No.  It’s this:  The Smallest Thing We’ve Ever Done

In a world of pandemics, supply chain disruptions, and on-going (pointless) debates about whether historical gaming is dying, they have decided to lean the other way.  Hard.

I sent inquiries to his command tent to see whether he had lost his mind or whether this was just the sort of mad-genius move that might improve the chances of Napoleonic wargaming surviving to amuse another generation.  The first half of my questions and his answers follow, the latter edited only for format.

You (The Wargaming Co.) have written and published a novel and well-regarded set of Napoleonic miniatures rules.  You have researched, written, illustrated and published some very well-received campaign books.  Despite an obvious tendency towards 10mm, you have done all this in a way that has largely been figure-manufacturer agnostic.  And now this.  Why?

Our business model is based around expanding the hobby by lowering barriers and by offering existing gamers stuff we wish existed but didn’t or doesn’t.

Right out of the gate we’re starting with the big one, no “How was your flight in?” or “Has your uncle Gerald gotten over that thing, whatever it was?” Just BOOM! answers to all the things appear. That’s cool, I like that, and I promise to make my subsequent answers shorter, ’cause this one’s going long.

Our business model is based around expanding the hobby by lowering barriers and by offering existing gamers stuff we wish existed but didn’t or doesn’t.

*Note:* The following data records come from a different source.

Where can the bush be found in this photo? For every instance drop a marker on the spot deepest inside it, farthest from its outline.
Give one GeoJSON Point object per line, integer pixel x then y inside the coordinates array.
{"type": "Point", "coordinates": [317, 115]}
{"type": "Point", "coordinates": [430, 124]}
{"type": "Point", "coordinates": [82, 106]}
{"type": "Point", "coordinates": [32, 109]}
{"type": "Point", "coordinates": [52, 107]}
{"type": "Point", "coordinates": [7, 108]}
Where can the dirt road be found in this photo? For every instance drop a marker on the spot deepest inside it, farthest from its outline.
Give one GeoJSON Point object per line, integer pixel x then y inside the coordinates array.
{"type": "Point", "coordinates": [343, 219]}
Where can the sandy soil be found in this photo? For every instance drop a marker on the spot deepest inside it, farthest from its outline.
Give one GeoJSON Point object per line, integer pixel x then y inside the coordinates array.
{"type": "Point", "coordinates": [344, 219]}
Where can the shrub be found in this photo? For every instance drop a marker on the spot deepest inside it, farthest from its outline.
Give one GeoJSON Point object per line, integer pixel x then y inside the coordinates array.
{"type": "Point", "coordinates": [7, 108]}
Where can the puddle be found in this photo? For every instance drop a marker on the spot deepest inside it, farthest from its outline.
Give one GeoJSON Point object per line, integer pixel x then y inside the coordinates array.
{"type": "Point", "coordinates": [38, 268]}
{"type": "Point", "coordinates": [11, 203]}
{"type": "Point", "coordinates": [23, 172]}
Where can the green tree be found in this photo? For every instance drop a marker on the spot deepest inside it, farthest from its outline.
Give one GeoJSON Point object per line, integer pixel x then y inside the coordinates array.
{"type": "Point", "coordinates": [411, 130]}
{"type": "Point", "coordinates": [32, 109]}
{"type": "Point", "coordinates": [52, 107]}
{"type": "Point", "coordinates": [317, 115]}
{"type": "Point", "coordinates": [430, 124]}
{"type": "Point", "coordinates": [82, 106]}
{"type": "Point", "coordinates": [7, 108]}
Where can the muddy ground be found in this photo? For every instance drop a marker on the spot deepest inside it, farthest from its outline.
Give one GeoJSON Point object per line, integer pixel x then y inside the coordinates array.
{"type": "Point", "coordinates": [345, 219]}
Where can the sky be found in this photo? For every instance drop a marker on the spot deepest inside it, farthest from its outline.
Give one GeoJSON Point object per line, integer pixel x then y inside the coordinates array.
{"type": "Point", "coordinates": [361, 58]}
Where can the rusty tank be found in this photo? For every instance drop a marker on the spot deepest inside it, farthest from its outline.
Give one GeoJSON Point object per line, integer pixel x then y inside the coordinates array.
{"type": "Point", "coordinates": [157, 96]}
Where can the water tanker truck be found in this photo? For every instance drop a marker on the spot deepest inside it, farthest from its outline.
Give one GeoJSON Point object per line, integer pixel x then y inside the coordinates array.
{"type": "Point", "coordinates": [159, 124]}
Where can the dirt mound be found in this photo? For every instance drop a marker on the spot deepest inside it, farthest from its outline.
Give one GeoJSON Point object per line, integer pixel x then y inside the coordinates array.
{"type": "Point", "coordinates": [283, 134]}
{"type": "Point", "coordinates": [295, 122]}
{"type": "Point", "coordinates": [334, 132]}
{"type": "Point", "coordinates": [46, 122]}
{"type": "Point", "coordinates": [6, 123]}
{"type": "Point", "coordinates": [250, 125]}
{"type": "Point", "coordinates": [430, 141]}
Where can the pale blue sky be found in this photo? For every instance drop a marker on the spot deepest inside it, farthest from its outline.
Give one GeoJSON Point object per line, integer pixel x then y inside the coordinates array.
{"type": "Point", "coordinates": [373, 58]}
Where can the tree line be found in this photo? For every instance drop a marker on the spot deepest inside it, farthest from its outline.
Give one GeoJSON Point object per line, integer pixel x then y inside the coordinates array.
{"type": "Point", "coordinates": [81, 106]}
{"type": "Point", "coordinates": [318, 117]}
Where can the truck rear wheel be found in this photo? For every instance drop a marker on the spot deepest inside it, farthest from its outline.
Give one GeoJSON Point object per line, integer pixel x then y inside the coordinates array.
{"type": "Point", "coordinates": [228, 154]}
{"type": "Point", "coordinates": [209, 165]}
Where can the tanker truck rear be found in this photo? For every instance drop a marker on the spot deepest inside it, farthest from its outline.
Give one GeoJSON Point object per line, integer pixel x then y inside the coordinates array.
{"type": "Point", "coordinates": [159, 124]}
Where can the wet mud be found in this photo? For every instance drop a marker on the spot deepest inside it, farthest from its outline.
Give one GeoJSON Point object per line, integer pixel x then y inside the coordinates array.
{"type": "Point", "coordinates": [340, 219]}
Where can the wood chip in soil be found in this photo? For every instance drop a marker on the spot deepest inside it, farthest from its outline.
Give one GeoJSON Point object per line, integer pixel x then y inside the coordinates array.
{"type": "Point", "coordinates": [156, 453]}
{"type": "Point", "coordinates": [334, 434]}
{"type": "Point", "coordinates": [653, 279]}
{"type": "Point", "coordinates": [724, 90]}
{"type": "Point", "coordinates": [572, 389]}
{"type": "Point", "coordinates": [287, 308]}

When we launched ESR! Original Edition in 2015, we got interest from existing Napoleonic historical gamers looking for a new, alternative system. When we launched ESR! Second Edition and our ESR! Campaign Guides in 2016 we connected with existing historical gamers who were new to Napoleonics. Both of these audiences already knew the historical gaming landscape; they knew the existing manufacturers; they had existing collections or they knew where to buy. But that doesn’t address new-to-historical gamers. Gamers who have gaming experience but not historical gaming experience.

In 2017 we teamed up with an existing miniatures manufacturer to offer ESR Box Sets, because we believed that one of the big barriers to entry for aspiring historical gamers was that they didn’t know the historical marketplace. If we reached them with our game system, they expected we could provide the whole thing. They weren’t looking to build their own game from parts they gathered from three or six or ten different sources, they were looking to buy a complete game and play it. And, that’s exactly what happened. Overnight our customer proportions changed again, from first being mostly existing Napoleonic gamers, to being aspiring Napoleonic gamers, to being aspiring historical gamers. We were reaching an ever broader audience, and in doing so, we were expanding the historical section of the hobby. Great. Now what?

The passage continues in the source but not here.